24番ホール フォローバックがとまらない

「なんでボクたちのオリンピック出場権が危ないのさ」


「怒らないでください、まだそうと決まったわけではないのですから。順を追ってご説明します。かつてバシュタールの惨劇というものが起きてですね」


「なにそれ」


「やっぱりご存知ないのですね……。その日は奇跡的に風のない日だったそうです。ただでさえ短いホールが、いつも荒れ狂っている風を失うとどうなると思います?」


「それは……」


「イーグルラッシュです。ほとんどのペアが毎ホールでイーグルを奪いあうとんでもない大会になりました。まだパットをしていた時代にですよ?」


「うええ、そりゃあ大事件だ」


「でしょう? あんなものはゴルフとは呼べません、ただのドラコン大会です。駆け引きも戦略もない、ただ正確に打てた方が勝つ比べっこ勝負。1日で6アルバトロス、32イーグル、95バーディはペアゴルフの汚点とさえ」


「うはあ、それで惨劇、か」


「それ以降、国内外のペアゴルフを誘致したいゴルフコースの拡張計画が進んでいるのです。その結果として、実力がそこそこの選手たちは取り残されることになりました。優劣を競い合うスポーツ競技としては当たり前のことではあるのですが」


「なるほど、じゃあボクたちは実力がそこそこの選手ってわけ。それでボクたちがオリンピックに出るのに反対、舞浜学院を出せって論調になるわけか」


「春を制したのは舞浜ですしね。わたくしたちも夏の大会で成長し、世界にも通じるショットを編みだしてみせました。ですが量産までは。真の実力差は明らかです。視聴者の目にも、わたくしたちが毎度綱渡りをしながらショットを放っていたのは周知の事実ですから」


「え? バレてるの?」


「ええ、バレバレですとも。同じだけ飛ばすにしてもその精度、頻度、確実性でどちらが優るか。全日本オリンピック委員会がどんな判断を下すか、わたくしたちは裁定を待つ身です」


「むむむむむ」


「見守りましょう、わたくしの予測が当たっていれば、たぶんそれに先駆けてこの番組でほのめかされるはずです」


「!? CMが終わった! 始まったよ!」


 今日はスタジオに全日本プロペアゴルファー協会の理事であります、上野真冬さんをお招きしております。

 よろしくお願いいたします。


 よろしくぅ。

 今日はなんでもしゃべるわよ。そのつもりで来たわ。


「ほんとだ! なんでもしゃべるって!」


「しぃー」


 はは、お手やわらかに。


 こちらこそよ。


 さっそくですが、上野さんが解説をしておられました、1ヶ月間の延期という未曾有の危機をのりこえた高校生ファストペアゴルフ大会について。

 ようやく終わりましたね。


 そうなのよ。いろんなことの起こる大会だったわあ。

 台風直撃に噴火、今日はそろそろ季節はずれとなる残暑だったわね。ほんとぅーに暑かった。大会側が用意していた無料配布のペットボトルが全部なくなるほどだったのよ。


 文字通りの熱戦であったと。

 そんな中で頂点に立ったのは、男子ペアがひしめく中での長崎東西高校、女子のペアでした。
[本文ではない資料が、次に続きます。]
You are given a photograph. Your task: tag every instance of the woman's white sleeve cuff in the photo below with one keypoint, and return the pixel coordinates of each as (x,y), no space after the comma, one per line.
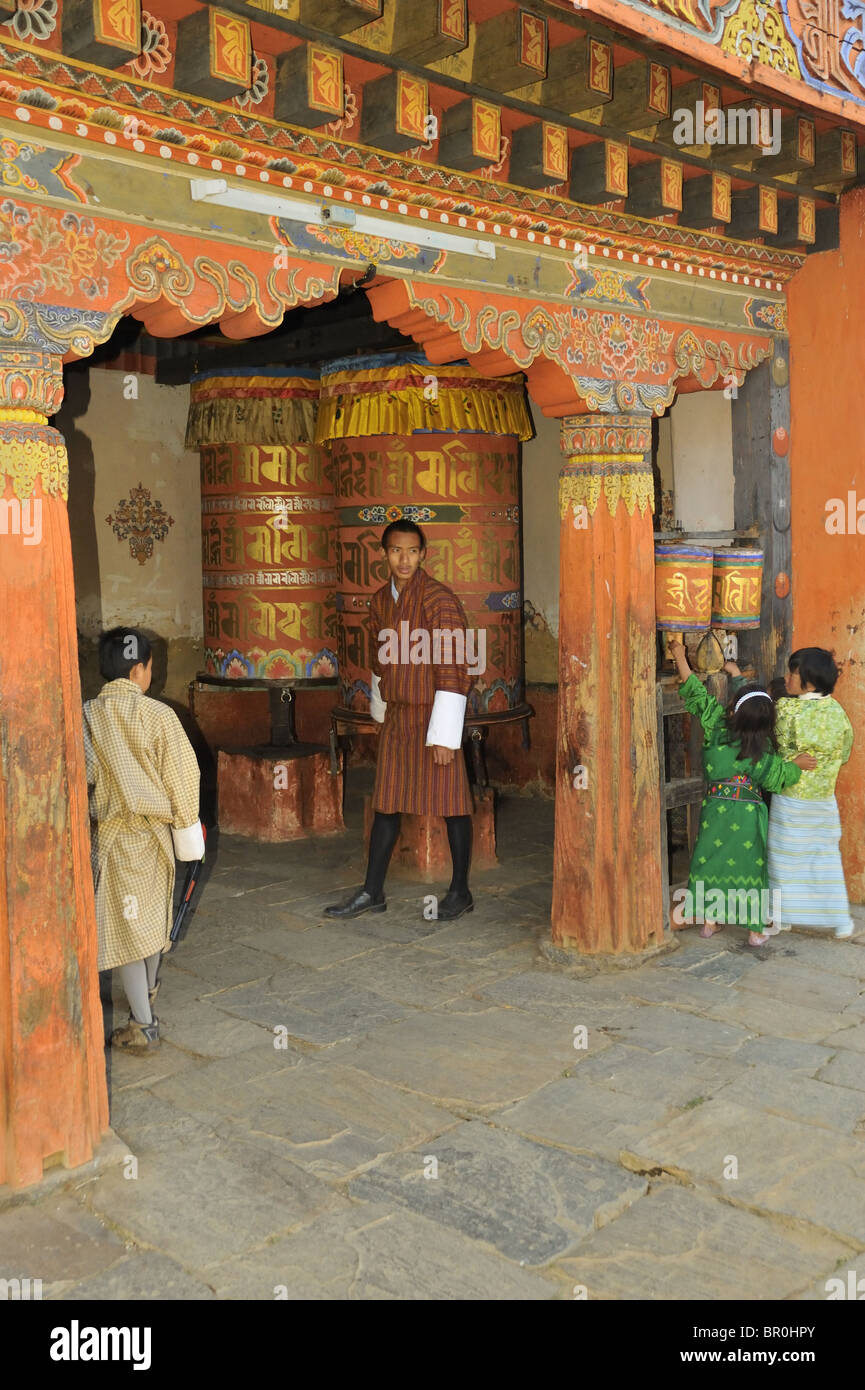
(189,843)
(377,705)
(447,720)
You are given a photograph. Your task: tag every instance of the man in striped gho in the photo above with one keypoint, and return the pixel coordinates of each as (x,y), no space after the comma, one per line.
(419,687)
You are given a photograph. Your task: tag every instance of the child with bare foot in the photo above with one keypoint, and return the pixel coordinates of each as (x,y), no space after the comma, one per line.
(729,880)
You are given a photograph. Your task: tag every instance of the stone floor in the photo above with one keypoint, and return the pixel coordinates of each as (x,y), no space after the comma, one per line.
(398,1108)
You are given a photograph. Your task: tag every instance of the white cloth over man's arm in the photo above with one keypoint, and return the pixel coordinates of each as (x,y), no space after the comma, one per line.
(447,720)
(378,706)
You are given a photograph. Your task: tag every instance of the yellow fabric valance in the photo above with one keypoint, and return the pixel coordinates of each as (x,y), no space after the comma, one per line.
(252,409)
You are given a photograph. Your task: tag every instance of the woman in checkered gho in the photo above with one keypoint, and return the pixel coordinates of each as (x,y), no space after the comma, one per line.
(143,786)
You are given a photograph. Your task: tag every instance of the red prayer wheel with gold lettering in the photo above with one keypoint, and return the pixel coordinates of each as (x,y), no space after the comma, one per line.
(683,587)
(438,446)
(269,528)
(737,578)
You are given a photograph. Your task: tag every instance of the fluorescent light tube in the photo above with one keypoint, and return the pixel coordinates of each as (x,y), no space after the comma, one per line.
(249,200)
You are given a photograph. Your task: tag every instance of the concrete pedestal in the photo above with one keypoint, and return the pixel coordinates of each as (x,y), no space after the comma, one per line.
(423,847)
(278,794)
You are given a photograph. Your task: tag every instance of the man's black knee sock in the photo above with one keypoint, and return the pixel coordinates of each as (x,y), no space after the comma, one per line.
(383,837)
(459,838)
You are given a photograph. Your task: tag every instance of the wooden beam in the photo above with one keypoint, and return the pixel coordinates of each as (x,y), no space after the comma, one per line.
(106,32)
(309,88)
(641,96)
(538,154)
(705,200)
(395,110)
(470,135)
(213,54)
(509,50)
(580,75)
(693,99)
(828,234)
(655,188)
(754,213)
(340,15)
(796,223)
(598,171)
(797,146)
(426,31)
(835,159)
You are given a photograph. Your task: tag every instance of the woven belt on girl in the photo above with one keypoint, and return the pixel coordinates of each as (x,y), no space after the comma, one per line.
(736,788)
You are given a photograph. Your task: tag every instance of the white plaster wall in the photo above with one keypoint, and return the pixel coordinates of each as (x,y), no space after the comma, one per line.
(701,426)
(114,445)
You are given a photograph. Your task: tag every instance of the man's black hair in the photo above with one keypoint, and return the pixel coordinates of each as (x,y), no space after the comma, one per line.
(120,651)
(815,667)
(410,527)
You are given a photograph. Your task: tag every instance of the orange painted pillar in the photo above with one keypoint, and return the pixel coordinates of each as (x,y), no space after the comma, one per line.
(828,489)
(607,895)
(53,1100)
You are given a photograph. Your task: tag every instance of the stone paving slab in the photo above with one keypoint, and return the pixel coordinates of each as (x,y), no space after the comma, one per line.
(677,1244)
(202,1204)
(310,1008)
(335,1119)
(314,947)
(420,976)
(530,1201)
(227,1087)
(207,1030)
(374,1253)
(54,1240)
(844,1069)
(793,1055)
(797,984)
(481,1059)
(584,1118)
(850,1037)
(797,1098)
(679,1076)
(659,1026)
(143,1276)
(779,1018)
(782,1165)
(851,1275)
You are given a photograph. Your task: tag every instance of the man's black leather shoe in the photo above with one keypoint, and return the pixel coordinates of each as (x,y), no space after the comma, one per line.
(359,902)
(454,905)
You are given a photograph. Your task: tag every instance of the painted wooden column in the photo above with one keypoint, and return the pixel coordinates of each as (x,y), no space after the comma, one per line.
(761,481)
(53,1100)
(607,895)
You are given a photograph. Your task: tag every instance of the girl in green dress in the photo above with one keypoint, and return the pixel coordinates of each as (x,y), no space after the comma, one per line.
(729,880)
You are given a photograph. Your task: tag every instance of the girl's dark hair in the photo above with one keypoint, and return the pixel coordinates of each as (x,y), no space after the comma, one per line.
(120,651)
(410,527)
(753,724)
(778,688)
(815,667)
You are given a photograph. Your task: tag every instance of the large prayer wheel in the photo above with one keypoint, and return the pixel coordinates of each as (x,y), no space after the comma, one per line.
(683,587)
(737,578)
(438,446)
(269,528)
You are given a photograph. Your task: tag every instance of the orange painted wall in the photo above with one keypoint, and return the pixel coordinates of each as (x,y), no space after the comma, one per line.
(828,460)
 あれはもうほんと、みんなの願いが結晶になったようなペアよね。

 考えが柔軟な高校生の発想力、それを技にまで昇華できる実力と努力、大会中のここぞの場面で用いる胆力。

 それらはなにも長崎東西に限らず、参加したすべての高校がそうだった。高校生ならではの熱闘が毎日続いたわ。もうね、お腹いっぱい。感無量よ。


「いやぁ〜、それほどでもぉ〜」


 これまでは地域ごとに小規模で行われていたペアのゴルフ大会ですが、ついに全国規模の大会が、高校野球と同じく春夏そろいました。

 試合内容も従前のファストゴルフから離れ、新たな技術収斂が起こり、ペアゴルフとしての進化がいよいよみえてきたという印象です。


 視聴者の方に向けてご説明すると、春の大会までのペアゴルフはあくまで個人競技の延長だったわ。多少協力する場合がある程度の。

 例えるなら春大会までの舞浜学院、あるいは国内大多数のプロペアゴルファーのようなプレーよね。堅実につなぐスタイルのゴルフだった。ハザードに捕まっていれば出し、グリーンを直接狙えなければ横に出して。

 それが今のように盛り上がるきっかけになったのは、SNSでトリックショットの動画が流行したこと。2019年の大幅ルール改正をきっかけに、SNSでトリックショットを披露する動画が多数投稿されたのがペアゴルフの興り。今もそうした土壌から日々、新しいショットが生まれているの。世界は先を行っている。

 ペアゴルフのらしさが光ったという点に注目するなら、1回戦で長崎東西ペアが使ったデュアルショットがその最初の発露だったように思うわね。


 まさに今大会で活躍した高校生たちが、日本のペアゴルフ界の先頭に立った印象です。


 そうなのよ。事実、SNS動画でブームを引っぱってきた子たちが今、ペアゴルフ界を牽引してる。だから若い子たちにペアゴルフの上級者が多いのよ。


 なるほど。


 すでにソロゴルファーとして活躍している選手がこれからペアを組む相手を見つけ、デュアルショットをマスターするのは容易ではないわ。それくらいペアゴルフは分岐して進化したの。今夏はその節目となったように思うのよ。

 ソロゴルファーが不振を理由にペアに転向できるのはたぶん今年が最後になったわね。だって来年からはこの大会をくぐり抜けた、あるいは触発された選手たちが闊歩する時代になるもの。

 ペア戦国時代の到来よ。


 上野理事は先日、新しい時代の到来をデュアルショット元年と表現していらっしゃいましたね。

 ところがそうしたレベルアップによって懸念点も浮き彫りとなりました。すでに高校生にすら国内のゴルフ場は狭いと。

 今選手権大会には国内では最長クラスである皐月の佐野をあてたわけですが、それでも短かったように見受けられました。


 各校、各選手とも工夫をこらしてどんどん飛距離を伸ばしているからよ。来年には、18ホールで10000ヤードを超えるゴルフ場が相次いで誕生するって噂もあるみたいね。


 10000ヤード!

 それはとてつもない距離ですよ?

 今パパッと頭の中で電卓を打ちましたが、平均550ヤード越えです。550といえばソロゴルフのパー5の距離に相当します。

 それが毎ホールですか、ははぁ。


 推して知るべし、よね。

 ところが世界はその上をゆくから手をつけられないの。最初は洒落もあったと感じているのだけど、1マイルを謳うホールだって出てきているのよ? 1ホールだけで1760ヤード以上。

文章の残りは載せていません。